Le fondement juridique de l'audition de l'enfant
L'audition du mineur repose sur l'article 388-1 du Code civil. Ce texte prévoit que tout enfant capable de discernement peut être entendu par le juge dans toute procédure le concernant. La loi ne fixe aucun âge minimum. Le critère déterminant est la maturité de l'enfant et sa capacité à comprendre la situation familiale.
Le juge apprécie cette capacité au cas par cas. Un enfant de 8 ou 9 ans peut parfois être considéré comme suffisamment mature, tandis qu'un adolescent pourra ne pas être entendu si son discernement apparaît altéré par le conflit parental.
Lorsque l'enfant demande lui-même à être entendu, l'audition est de droit s'il présente le discernement suffisant et si la procédure le concerne. En cas de refus, le juge doit le motiver. L'audition constitue donc un droit pour le mineur, et non une simple faculté laissée à l'appréciation des parents.
L'enfant peut être entendu seul, avec un avocat ou avec une personne de son choix (si conforme à son intérêt).
Ce cadre légal vise à garantir que la parole de l'enfant soit prise en considération, tout en évitant qu'il ne devienne l'arbitre du conflit entre ses parents.
Comment se déroule l'audition de l'enfant ?
L'audition du mineur ne s'apparente ni à un interrogatoire ni à une confrontation entre les parents.

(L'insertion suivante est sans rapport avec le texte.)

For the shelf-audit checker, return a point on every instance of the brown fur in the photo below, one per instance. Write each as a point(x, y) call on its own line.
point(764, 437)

Elle se déroule en dehors de leur présence, afin de préserver la liberté de parole de l'enfant. Le compte rendu ne reprend pas nécessairement les déclarations de l'enfant mot pour mot.
Le juge aux affaires familiales peut procéder lui-même à l'audition ou la confier à un professionnel qualifié (magistrat délégué, psychologue, enquêteur social). L'objectif n'est pas de faire trancher le litige par l'enfant, mais de recueillir son ressenti sur son quotidien, son organisation, ses relations avec chacun de ses parents.
L'enfant peut être assisté d'un avocat. Cet avocat est indépendant des parents et intervient exclusivement dans l'intérêt du mineur. Il l'informe sur la procédure, l'accompagne dans la formulation de sa parole et veille à ce qu'aucune pression ne soit exercée sur lui.
À l'issue de l'audition, un compte rendu est établi dans l'intérêt de l'enfant. Ce compte rendu est soumis au principe du contradictoire et porté à la connaissance des parents selon des modalités fixées par le juge.
L'audition constitue ainsi un outil d'éclairage pour le magistrat, sans jamais transférer sur le mineur la responsabilité de la décision finale.
En pratique :
Qui peut demander l'audition de l'enfant ?
- par l'enfant lui-même ;
- par l'un des parents ;
- par son avocat ;
- ou décidée d'office par le juge.
Aucune forme particulière n'est exigée (un simple courrier peut suffire).
En revanche, si la demande émane d'un parent, le magistrat peut la refuser s'il estime :
- que l'enfant ne dispose pas d'un discernement suffisant ;
- que la demande vise essentiellement à instrumentaliser l'enfant ;
- ou que l'audition risquerait de fragiliser son équilibre.
La décision est toujours guidée par l'intérêt supérieur du mineur.
Quelles questions peuvent être posées à l'enfant ?
À titre d'exemple, l'enfant peut être interrogé sur :
- son rythme de vie entre les deux domiciles ;
- la durée et la fatigue liées aux trajets ;
- son organisation scolaire ;
- ses activités extrascolaires ;
- la manière dont se déroulent les transitions d'un domicile à l'autre.
Ces éléments permettent au juge d'apprécier si l'organisation actuelle est adaptée ou si des ajustements sont nécessaires.